Mas "esta razão" não explica a crise na imprensa portuguesa ou espanhola. Contudo, pode ser um aviso de que esta imprensa - falo de rádio, TV e jornais - está a acabar. A imprensa dos grandes grupos económicos, que juntaram vários títulos no sentido de controlar e garantir lucro e influência junto dos poderes estabelecidos, só terá lucros por mais algum tempo. Caso não façam aquela transição para os novos média, estarão relativamente condenados em termos geracionais, pois a próxima geração, com os "gadgets" como os "tablets" e outros, quererão ler por ali do que pagar um valor para pegar num jornal ou revista em formato de papel. A acontecer, daqui a 15, 30, no máximo 60 anos, não existirão jornais e revistas em papel, pelo menos no mundo desenvolvido.

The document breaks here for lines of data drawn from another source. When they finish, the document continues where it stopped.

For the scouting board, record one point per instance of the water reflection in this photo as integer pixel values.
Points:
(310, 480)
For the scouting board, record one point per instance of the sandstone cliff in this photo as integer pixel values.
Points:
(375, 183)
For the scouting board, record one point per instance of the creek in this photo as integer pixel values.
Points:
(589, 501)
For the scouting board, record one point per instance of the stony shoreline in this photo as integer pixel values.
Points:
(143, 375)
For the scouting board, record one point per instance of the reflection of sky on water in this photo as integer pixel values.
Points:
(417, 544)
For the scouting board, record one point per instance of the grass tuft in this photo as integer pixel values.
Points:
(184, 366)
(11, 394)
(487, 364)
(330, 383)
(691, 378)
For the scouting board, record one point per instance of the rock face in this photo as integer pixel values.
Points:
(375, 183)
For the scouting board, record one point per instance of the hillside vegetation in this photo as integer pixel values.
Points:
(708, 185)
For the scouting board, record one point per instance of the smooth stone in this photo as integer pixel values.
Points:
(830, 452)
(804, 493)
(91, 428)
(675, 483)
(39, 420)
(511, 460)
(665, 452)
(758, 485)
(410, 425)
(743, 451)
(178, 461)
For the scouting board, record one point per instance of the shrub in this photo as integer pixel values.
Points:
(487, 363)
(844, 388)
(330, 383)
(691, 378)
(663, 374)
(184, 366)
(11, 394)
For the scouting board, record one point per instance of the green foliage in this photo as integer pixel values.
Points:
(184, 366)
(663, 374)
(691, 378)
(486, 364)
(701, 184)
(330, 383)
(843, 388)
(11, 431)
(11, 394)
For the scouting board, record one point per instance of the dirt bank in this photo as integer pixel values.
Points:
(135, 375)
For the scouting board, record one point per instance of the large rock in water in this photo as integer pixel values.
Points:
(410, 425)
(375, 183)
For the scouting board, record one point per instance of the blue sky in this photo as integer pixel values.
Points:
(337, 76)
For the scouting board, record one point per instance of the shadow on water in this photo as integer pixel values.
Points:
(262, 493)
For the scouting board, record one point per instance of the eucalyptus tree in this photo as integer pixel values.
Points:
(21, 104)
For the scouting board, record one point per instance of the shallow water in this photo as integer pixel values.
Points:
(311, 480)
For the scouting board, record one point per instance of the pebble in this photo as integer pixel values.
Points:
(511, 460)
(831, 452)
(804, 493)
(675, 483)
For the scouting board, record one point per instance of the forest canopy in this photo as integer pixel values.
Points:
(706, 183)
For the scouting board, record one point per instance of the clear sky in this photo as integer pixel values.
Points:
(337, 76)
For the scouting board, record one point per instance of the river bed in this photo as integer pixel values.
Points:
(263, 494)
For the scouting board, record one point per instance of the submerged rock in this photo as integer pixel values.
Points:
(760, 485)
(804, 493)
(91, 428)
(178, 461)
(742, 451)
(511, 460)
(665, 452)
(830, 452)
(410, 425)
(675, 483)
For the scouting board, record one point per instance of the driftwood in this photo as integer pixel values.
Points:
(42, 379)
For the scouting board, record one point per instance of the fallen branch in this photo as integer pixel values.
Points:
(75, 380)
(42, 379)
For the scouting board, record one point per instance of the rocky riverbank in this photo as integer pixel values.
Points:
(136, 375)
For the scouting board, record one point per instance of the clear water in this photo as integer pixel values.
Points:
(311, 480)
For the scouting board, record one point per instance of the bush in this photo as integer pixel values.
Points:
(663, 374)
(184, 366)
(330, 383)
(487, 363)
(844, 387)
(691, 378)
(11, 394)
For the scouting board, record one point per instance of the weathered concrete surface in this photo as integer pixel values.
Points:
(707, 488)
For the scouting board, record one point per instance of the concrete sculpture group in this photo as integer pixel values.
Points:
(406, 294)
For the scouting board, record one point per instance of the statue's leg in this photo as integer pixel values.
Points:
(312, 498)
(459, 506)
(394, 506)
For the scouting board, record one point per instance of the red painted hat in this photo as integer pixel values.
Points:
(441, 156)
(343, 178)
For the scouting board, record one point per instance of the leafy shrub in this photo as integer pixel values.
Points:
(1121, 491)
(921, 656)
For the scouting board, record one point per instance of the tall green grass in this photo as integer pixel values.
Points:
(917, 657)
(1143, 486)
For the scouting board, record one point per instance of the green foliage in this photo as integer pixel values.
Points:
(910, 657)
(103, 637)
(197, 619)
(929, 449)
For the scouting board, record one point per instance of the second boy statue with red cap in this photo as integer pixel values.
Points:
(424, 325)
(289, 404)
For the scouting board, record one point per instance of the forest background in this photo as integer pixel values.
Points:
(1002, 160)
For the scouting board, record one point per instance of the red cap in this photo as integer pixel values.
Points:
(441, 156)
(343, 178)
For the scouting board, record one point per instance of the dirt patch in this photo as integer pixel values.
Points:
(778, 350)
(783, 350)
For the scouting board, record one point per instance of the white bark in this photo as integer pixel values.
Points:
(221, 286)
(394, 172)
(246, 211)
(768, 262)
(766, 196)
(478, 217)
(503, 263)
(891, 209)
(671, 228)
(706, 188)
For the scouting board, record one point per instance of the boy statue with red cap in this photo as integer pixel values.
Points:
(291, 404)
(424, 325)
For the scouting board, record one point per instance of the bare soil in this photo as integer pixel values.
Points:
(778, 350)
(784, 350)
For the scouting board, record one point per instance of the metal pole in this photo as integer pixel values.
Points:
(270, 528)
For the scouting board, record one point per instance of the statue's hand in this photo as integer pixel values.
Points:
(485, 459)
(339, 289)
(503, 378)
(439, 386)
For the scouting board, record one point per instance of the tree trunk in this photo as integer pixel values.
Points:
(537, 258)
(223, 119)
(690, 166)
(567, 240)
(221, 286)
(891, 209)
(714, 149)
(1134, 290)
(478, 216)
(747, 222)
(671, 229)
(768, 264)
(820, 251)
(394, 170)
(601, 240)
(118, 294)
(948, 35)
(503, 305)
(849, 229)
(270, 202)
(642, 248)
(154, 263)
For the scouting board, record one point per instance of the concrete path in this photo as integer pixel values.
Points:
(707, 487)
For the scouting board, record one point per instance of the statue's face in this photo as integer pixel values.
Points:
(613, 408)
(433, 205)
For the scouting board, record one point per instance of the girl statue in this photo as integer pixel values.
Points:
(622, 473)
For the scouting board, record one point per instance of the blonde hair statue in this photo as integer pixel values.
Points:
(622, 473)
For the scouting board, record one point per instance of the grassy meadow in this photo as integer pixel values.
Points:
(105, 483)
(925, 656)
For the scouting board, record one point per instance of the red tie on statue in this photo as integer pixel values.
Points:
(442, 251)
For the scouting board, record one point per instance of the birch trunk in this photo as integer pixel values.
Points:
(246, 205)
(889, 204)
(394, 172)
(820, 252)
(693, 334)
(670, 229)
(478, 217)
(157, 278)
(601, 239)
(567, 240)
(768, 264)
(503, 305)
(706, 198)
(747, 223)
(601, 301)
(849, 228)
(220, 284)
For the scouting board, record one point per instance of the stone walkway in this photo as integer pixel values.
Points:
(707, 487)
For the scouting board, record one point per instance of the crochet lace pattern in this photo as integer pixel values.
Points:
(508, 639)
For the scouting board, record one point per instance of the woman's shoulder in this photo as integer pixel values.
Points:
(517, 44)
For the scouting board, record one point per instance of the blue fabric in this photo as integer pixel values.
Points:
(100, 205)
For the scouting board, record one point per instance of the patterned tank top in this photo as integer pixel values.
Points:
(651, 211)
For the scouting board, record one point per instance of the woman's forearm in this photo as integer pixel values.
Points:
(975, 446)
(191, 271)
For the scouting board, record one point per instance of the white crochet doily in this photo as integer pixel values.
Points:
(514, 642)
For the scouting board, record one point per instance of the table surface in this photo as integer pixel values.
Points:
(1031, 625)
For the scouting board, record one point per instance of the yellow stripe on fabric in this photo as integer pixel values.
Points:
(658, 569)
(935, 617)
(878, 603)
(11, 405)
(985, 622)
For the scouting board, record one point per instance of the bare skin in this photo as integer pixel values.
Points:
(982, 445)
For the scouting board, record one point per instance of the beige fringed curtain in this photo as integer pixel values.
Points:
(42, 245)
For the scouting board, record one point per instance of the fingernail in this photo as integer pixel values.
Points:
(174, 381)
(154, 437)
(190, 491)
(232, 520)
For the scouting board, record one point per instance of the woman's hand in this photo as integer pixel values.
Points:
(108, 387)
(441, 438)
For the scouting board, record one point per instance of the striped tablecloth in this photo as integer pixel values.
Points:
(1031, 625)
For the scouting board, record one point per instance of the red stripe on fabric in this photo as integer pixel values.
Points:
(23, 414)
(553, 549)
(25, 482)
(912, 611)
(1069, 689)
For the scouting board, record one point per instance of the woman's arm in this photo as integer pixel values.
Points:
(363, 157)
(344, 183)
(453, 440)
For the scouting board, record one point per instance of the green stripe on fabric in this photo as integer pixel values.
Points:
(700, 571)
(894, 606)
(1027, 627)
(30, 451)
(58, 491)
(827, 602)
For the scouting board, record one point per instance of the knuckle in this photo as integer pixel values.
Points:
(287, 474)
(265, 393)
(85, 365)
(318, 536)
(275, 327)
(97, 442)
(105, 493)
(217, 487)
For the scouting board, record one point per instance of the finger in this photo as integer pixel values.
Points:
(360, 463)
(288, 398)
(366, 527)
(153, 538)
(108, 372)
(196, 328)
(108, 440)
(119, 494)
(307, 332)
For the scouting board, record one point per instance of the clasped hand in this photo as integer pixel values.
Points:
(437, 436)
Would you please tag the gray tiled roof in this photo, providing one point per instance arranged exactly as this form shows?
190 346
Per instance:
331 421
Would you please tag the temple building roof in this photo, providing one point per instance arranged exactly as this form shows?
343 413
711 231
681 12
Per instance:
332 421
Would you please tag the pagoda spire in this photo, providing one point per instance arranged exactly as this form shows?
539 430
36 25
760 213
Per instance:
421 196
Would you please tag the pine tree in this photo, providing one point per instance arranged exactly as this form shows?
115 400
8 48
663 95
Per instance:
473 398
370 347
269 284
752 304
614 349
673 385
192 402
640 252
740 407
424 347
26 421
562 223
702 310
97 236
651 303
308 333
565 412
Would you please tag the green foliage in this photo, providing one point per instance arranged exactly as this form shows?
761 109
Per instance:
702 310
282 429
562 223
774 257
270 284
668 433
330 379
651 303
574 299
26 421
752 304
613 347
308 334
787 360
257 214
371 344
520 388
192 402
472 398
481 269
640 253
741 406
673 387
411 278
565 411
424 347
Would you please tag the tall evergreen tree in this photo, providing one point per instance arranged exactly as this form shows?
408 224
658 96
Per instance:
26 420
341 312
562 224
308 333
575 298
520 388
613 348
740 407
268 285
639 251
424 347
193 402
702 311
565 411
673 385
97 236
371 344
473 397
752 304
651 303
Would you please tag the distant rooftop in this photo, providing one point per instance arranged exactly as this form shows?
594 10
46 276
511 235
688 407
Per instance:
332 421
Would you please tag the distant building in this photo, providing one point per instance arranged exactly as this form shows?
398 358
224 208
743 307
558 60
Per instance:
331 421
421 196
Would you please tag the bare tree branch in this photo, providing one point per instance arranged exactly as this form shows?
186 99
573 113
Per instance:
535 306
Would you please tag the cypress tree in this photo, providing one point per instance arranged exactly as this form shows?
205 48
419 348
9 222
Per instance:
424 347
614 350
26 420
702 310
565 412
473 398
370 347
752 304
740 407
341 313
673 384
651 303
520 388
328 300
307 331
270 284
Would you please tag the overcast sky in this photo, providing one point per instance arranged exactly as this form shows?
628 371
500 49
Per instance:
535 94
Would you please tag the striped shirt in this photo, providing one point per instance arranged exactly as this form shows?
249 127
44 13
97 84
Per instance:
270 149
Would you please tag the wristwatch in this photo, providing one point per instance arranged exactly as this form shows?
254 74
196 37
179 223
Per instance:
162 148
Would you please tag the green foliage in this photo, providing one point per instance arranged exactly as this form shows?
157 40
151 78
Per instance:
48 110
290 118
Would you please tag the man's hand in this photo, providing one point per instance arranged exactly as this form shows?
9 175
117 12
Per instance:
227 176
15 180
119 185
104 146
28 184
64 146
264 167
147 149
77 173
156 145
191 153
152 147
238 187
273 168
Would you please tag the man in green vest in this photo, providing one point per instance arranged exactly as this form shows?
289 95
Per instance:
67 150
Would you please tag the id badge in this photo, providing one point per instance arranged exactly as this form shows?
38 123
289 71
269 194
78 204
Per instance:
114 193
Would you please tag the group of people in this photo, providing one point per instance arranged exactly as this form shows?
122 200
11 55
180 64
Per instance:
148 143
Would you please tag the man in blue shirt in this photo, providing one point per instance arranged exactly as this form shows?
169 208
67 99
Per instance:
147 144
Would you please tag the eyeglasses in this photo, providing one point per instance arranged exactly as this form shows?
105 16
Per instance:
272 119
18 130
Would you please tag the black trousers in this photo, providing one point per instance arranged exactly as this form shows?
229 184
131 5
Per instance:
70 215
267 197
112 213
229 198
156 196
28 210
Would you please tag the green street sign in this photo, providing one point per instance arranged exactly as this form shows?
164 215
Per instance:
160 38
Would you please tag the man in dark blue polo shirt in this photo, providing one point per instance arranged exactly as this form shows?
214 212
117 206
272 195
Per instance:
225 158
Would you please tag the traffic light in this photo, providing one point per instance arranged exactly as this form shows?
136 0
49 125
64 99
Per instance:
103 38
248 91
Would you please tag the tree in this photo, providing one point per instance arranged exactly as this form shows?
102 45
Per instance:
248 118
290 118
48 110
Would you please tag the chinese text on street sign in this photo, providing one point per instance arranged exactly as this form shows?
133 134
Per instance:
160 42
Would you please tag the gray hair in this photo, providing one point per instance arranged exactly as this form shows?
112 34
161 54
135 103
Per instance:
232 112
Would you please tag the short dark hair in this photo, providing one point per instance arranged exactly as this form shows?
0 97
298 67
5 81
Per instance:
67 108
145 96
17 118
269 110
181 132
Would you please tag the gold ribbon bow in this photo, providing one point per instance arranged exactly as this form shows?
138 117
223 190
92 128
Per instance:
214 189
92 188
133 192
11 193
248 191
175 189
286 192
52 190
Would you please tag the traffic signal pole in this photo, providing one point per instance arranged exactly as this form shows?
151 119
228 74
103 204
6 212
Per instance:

Quanto aos profissionais, os que vão ser mais afetados pela crise, é certo que a sua adaptação á nova realidade será a mais dura. Alguns abandonarão para sempre, outros "emigrarão" para as salas de aula de uma qualquer universidade, outros descobrirão a escrita. Mas isso não vai absorver todos. As universidades continuam a meter centenas de licenciados todos os anos, e claro, não existirão lugares para todos eles, e a ideia de que o jornalismo é uma profissão "sem saida" se vincará cada vez mais nas mentes das pessoas.

Creio que nestas coisas, tem de aparecer projetos alternativos. Juntar um grupo de pessoas para discutir e construir algo que seja viável, mas que mostre de forma diferente dos atuais grupos económicos, um projeto de qualidade, do qual as pessoas não se importam de pagar para ver, ou ler. Não consigo entrar em detalhes, mas creio que - pelo menos em Portugal e Espanha, países em crise - deveria ser a altura de se pensar e erguer um ou vários projetos alternativos ao atual, com públicos específicos, com métodos diferentes de financiamento, com métodos diferentes de estrutura organizativa, no sentido de mostrar que existem alternativas ao que há agora. 

Porque... tal como está agora, o destino será o encolhimento e o desaparecimento. E em breve, ouviremos falar de mais jornais e revistas como o "Publico" ou o "Autosport", que se encolherão ou desaparecerão.

Post Scriptum: O Diário Económico avança esta tarde com a noticia de que o Grupo Impresa vendeu a Autosport e o Volante para a Moonmedia, detido por Pedro Correa Mendes, o que poderá fazer continuar a produzir não só ambos os títulos, como salvar parte dos jornalistas que trabalham por lá. Veremos se haverá alguma mudança nos métodos de trabalho e uma maior qualidade das revistas, pois caso contrário, será apenas um prolongar da agonia, algo que ninguém quer.